逆子と「冷え」の関係 ― 体の内側で起きていること
東洋医学の視点から、
逆子を「赤ちゃんが回りにくい状態」として捉えたとき、その背景としてよく言われるのが、体の「冷え」です。
ただ、ここでいう冷えは、温度が低いや手足が冷たいといった自覚だけではなく、もう少し広い意味での体の状態を指しています。
冷えは「感じていなくても」起こっていることがある
「妊婦になると、暑くて・・」
そうおっしゃる方も、実際、体の中は冷えているということは少なくありません。
特に妊娠中は、
・お腹が大きくなる
・血流が変化する
・活動量が減る
といった影響で、自覚がなくても冷えが起きていることは考えられます。
また、東洋医学では、気のめぐりのバランスがくずれることで、部分的なほてり感や冷えが起こることがあります。
東洋医学でいう「冷え」とは
東洋医学でいう冷えは、単に温度の問題だけではありません。
体の中の
・血の巡り
・水分の巡り
・エネルギーの流れ
が滞ることで、結果として「温かさが届きにくい状態」を指します。
つまり冷えとは、巡りが滞っているサインと言えます。
なぜ、冷えがあると逆子になるのか
体に冷えがあると、
・筋肉がかたくなりやすい
・血流が悪くなる
・子宮のやわらかさが減る
といった状態が起こります。
その結果、
子宮やお腹まわりの“余白”が少なくなり、赤ちゃんが動くスペースやきっかけが少なくなっていきます。
つまり、回りにくくなるというイメージです。
赤ちゃんは涼しい方に頭を向けるという説も
東洋医学の冷えと関連して、「赤ちゃんは、少しでも涼しい方に頭を向ける」と言われることがあります。

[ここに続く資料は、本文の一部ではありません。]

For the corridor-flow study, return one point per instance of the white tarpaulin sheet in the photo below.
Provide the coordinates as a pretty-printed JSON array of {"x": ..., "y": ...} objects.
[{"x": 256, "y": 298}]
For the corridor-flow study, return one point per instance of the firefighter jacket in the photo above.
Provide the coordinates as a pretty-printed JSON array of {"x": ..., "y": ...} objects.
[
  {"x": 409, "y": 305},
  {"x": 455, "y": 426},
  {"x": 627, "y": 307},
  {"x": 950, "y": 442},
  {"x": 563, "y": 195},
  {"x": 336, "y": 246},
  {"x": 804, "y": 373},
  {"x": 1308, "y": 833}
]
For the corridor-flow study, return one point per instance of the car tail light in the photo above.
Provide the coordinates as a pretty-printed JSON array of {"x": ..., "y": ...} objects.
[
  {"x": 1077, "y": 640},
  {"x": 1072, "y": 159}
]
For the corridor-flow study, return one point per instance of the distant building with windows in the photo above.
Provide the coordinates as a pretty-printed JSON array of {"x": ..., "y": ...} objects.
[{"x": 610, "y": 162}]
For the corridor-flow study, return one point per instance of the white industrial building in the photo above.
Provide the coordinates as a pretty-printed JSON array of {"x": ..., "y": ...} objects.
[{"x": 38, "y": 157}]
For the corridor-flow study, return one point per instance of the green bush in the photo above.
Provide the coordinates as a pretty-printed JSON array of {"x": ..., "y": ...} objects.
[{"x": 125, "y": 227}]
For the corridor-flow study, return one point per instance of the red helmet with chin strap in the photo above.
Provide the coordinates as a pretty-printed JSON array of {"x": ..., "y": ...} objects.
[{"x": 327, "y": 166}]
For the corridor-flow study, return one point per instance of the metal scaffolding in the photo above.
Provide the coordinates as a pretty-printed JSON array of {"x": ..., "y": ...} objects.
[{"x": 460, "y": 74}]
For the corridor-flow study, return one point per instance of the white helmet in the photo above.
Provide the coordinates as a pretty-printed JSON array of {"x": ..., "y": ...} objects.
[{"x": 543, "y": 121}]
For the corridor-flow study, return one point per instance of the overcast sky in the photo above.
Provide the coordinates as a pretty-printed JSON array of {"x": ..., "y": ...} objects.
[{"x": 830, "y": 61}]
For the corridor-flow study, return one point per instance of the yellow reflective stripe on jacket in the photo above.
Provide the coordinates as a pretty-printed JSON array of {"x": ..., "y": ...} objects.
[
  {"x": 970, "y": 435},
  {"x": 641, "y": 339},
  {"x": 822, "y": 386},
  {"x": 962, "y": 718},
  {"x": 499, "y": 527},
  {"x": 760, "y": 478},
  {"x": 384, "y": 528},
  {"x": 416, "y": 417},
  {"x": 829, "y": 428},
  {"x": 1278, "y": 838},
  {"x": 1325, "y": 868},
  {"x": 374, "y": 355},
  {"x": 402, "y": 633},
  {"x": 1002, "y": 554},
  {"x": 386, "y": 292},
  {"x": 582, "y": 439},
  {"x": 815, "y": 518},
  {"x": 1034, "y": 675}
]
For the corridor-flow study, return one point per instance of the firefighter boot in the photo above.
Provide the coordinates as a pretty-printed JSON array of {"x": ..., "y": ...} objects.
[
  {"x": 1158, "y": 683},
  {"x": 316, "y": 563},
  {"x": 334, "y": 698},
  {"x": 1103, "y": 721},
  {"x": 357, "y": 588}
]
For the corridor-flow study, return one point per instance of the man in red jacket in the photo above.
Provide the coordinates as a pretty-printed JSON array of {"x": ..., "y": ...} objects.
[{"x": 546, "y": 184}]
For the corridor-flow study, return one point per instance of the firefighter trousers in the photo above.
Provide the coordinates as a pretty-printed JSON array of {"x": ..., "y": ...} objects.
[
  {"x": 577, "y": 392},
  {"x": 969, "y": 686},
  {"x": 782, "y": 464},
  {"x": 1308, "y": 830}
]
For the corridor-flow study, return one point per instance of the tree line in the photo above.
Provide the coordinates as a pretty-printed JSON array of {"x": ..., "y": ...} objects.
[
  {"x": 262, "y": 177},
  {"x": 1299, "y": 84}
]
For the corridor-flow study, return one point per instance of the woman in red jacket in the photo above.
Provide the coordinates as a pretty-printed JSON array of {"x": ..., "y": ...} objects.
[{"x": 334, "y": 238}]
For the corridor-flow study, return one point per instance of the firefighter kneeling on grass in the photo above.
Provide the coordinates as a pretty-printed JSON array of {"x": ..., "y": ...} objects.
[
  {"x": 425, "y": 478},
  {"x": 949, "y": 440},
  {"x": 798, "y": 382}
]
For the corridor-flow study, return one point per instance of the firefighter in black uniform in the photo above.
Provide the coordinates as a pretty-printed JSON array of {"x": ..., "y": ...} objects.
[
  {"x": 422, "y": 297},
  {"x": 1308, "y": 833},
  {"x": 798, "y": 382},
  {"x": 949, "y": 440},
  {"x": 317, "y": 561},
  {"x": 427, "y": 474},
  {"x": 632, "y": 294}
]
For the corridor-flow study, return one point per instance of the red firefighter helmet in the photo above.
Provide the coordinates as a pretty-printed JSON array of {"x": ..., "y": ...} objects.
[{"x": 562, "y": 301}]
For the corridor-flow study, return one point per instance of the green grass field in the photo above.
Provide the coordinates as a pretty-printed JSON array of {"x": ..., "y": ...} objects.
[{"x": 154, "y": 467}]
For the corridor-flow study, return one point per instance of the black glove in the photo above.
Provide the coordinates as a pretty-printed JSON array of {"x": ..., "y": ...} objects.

はっきりと証明されているわけではありませんが、お腹の中の温かさや冷えなどの偏りが、赤ちゃんの向きに影響していることもあるのかなと思ったりします。
できることは「温める」だけではない
冷えと聞くと「温めなきゃ」と思うかもしれません。
もちろん温めることも大切ですが、
それだけではなく、
・呼吸を深くする
・体の力みをゆるめる
・巡りを助ける
といったことも、同じように大切です。
体がゆるむことで、内側の流れが変わり、赤ちゃんが動きやすい環境につながっていきます。